A 1967 advertising photograph in the gallery shows a pair of tennis players enjoying Tang breakfast drink.
“All money is green, so the airline industry and food and beverages were trying to get the Black dollar,” Foggie-Barnett noted. “Everybody wanted Tang after the astronauts went to space, and so now everyone’s like, ‘I want to be like the astronauts and have Tang,’ so that was promoted for, ‘OK, Black tennis players drink Tang, too.’ ”
The courting of African-American consumers by mainstream brands could be considered a subtle sign of progress. The newspapers for whom many of these photos were taken were also commercial enterprises, featuring ads that paid the photographers’ salaries. The papers’ readers wanted to see their own lived experiences reflected in these publications’ pages. Indeed, many of the images in Black Photojournalism show the everyday lives of Black Americans. The organizers intentionally did not present well-known images of 20th-century domestic tumult. Instead, they opted to show more relatable signs of advancement, especially through sport.

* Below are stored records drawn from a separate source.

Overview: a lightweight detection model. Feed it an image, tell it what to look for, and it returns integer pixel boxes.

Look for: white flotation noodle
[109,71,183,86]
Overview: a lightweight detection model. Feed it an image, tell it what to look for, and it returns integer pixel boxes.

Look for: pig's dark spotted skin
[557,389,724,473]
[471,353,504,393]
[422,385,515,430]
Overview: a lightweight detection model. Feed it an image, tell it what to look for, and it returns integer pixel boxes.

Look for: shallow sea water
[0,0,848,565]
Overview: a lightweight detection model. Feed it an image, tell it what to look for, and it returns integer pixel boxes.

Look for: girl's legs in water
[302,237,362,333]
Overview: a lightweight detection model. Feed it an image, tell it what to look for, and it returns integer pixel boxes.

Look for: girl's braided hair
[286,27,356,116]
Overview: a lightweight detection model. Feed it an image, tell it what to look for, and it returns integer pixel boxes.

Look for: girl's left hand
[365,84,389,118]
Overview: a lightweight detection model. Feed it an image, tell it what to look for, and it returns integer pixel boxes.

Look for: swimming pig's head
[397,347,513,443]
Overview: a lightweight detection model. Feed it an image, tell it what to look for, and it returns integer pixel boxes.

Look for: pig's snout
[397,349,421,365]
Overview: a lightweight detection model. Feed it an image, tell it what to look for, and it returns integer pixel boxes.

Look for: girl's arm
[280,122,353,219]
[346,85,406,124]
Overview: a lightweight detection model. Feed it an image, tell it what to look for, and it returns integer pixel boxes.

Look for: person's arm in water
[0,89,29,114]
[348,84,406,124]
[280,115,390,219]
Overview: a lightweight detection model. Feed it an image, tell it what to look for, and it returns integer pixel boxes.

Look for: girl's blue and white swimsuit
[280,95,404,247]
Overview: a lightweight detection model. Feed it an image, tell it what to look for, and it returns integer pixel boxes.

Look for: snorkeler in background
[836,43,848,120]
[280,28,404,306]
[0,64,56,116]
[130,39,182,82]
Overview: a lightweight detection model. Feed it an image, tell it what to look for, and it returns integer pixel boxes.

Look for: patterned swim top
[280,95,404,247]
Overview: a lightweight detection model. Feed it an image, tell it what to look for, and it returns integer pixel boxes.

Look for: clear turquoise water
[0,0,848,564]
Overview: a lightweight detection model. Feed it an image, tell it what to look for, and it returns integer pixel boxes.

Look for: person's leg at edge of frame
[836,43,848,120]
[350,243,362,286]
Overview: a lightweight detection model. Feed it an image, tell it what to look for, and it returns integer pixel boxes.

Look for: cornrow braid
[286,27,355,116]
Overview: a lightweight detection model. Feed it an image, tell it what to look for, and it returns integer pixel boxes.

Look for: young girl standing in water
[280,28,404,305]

“People will contact me at the museum and say, ‘Oh, I want to cover some civil rights things. I need civil rights information,’ ” Foggie-Barnett said, “so they go straight to Martin Luther King, and they go straight to that kind of civil rights. All of this is civil rights, and the sports activities are, in particular, a proving ground for civil rights, because it was happening in a national pastime.”
When Jackie Robinson worked with Branch Rickey to integrate Major League Baseball, it played a huge role in unleashing the power of sport to quicken the progression toward a more tolerant American society. Foggie-Barnett, a lifelong Steelers fan, cited the iconic Coca-Cola ad in which UNT alum Mean Joe Greene gives his worn jersey to a young white fan as one of many examples of visuals that have confirmed shared bonds through sports. Harris, whom Foggie-Barnett had known as a child (he even photographed her family), had played Negro League baseball as a co-founder of the Pittsburgh Crawfords. When he moved behind the camera for a career, Harris, along with the other photographers who contributed to the exhibition, provided visual evidence for the humanity of Black Americans, professional athletes or not.
“They are the proof of our existence as African Americans in this country, not the stereotypes and not the assumptions or misnomers,” Foggie-Barnett said.
Black Photojournalism
Thru Sun, Jul 5, at the Amon Carter Museum of American Art, 3501 Camp Bowie Blvd, Fort Worth. Free. 817-738-1933.